Oh for sure the "haute cuisine" production (haha I like the term) seems like a tough choice for newcomers specially in the webcomic world. But I'd say, it'll depends on how you go about it, building an audience while you are working on your comic seems the logical thing to do, specially if you are new.
If you post character design, concept art or any kind of teaser of your project consistently, that kind of content do pick the interest. And they are bound to be excited when the comic is finally online.
The "already-established" comes from years of teasing the project, from what I've seen. (I'm talking purely about comic artist, not illustrator who transition to making comic)
On top of my head, there is 2 artists that I follow and I saw their audience growing as they were teasing their comics.
Koteri.Ink and Project Divider.
The first one recently took pre-order of the first volume. He was working on it since 2017 and finished it in January of this year. Looking back at his instagram, he talks about the project in 2016. His audience wasn't at 200K in 2016 but it grews this big because he kept teasing his world.
Project Divider followed the same pattern and he will drop the comic soon on Webtoons. And it will probably gather a good amount of attention.
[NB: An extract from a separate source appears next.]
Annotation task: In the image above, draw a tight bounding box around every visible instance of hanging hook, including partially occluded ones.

Using comic to establish your identity as an artist from the start, it's definitely hard because even if it's free, people consume as a product, in most case they are not curious about the behind the scene, about the artist, if they don't like it, they move on.
It can be cold. A concept art feels different, it's you, practicing. People aren't as critical.
When you are new, there is no rush of publishing your comic right away. No real benefit (imo)
There is no pressure of trying to stay consistent or relevant.
You put the right amount of care, cut corners where it needs to etc.
The use of assets really stem from the need of keeping the weekly mark, specially if you don't have any buffer.
It becomes a necessity more than a creative decision. And that's when it gets tricky for me.
But that's the part of the business.
I definitely understand why artists would use those tools tho'.